C’est un jeune Arabe qui n’a pas le temps de réfléchir. Il ne l’a jamais eu, ce temps. Il ne se l’est jamais donné. Il croit que c’est un luxe, un caprice, quelque chose de futile. Hedi est un être formaté, comme un produit de consommation. Né pour gagner de l’argent et se marier pour avoir, plus tard, enfants, maison, voiture et vacances payées. Une belle mécanique parfaitement huilée mais qui ne grince jamais, faute de grain de sable. Une machine parfaite qui ne réfléchit pas.
Mais voilà que Hedi hésite, se tâte, se cherche, doute, il fait un pas en avant, deux en arrière. Il ne sait plus dans quelle direction aller. Et il est au pied du mur. Il est à la veille de son mariage avec la jeune femme (vierge et de bonne famille) que tout le monde a choisi pour lui. Sauf lui, bien sûr!
Logiquement, inévitablement, le jeune homme finit alors par se révolter. Mais sans lever de drapeau ni crier de slogans. Sa révolution sera intime et personnelle.
Notre héros arabe, notre belle machine qui ne réfléchit pas, se déglingue. Il y a un grain de sable. Une rencontre. Une femme belle et libre comme l’air. C’est un miracle. Hedi aime ou croit aimer, et c’est la première chose qu’il réalise par lui-même, pour lui-même. Ça lui appartient. Enfin.
Alors, me diriez-vous: la révolution par l’amour, le désir, l’exploration du corps de l’autre et de son propre corps? Non, justement. La beauté de ce superbe premier film tunisien est dans sa morale, que l’on ne déchiffre qu’au dernier plan. Hedi n’est pas simplement un jeune Arabe en mal d’amour. Il est en proie à quelque chose de plus grand encore, et en même temps très simple: aller vers lui-même. L’amour, le sexe, la révolution en somme, ne lui a servi que de déclic. Une passerelle vers soi.

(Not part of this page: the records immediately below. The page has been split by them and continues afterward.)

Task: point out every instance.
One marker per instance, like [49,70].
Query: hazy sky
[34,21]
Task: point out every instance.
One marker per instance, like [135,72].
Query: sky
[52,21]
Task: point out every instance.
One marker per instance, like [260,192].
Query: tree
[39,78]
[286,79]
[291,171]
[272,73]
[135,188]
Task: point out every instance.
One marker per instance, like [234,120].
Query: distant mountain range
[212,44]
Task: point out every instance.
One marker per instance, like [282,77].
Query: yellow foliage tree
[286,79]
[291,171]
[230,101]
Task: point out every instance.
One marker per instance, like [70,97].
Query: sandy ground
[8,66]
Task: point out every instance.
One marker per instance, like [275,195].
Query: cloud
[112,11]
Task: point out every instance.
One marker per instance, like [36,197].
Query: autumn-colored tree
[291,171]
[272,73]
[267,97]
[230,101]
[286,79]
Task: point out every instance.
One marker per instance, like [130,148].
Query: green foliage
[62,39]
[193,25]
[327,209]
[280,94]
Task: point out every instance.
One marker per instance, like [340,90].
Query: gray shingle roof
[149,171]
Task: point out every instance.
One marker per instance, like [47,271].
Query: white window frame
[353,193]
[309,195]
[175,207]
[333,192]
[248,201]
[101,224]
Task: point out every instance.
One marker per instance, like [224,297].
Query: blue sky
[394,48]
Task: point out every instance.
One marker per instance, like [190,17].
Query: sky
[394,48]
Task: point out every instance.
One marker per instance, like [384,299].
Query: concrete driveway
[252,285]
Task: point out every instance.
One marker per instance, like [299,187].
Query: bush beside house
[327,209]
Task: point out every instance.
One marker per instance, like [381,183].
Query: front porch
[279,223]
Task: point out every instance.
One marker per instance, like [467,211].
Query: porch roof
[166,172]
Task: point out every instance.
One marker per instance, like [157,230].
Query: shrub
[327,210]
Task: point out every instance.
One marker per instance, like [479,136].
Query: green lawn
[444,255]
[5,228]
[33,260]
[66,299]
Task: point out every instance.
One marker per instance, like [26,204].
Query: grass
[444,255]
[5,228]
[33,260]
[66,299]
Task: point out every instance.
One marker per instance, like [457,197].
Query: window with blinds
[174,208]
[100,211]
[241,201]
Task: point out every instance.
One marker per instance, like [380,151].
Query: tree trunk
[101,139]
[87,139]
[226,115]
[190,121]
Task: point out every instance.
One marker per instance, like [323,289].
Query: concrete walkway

Hedi continuera son chemin seul. Il sera peut-être malheureux et il vient de perdre, coup sur coup, et sa mariée vierge et immaculée et son amante rayonnante comme un soleil. Mais il est libre. Adulte. Et il se prendra enfin en charge.
J’ai choisi de vous parler de ce bijou de cinéma qui a été réalisé en 2016, parce que c’est l’un des rares qui ont saisi le vrai sens, en tout cas le plus noble, de ce qu’on appelle le Printemps arabe. Derrière les enjeux géostratégiques, les affaires d’Etat, le radicalisme religieux, derrière tout ce bazar, il y a l’être humain dans sa dimension la plus irréductible: face à lui-même!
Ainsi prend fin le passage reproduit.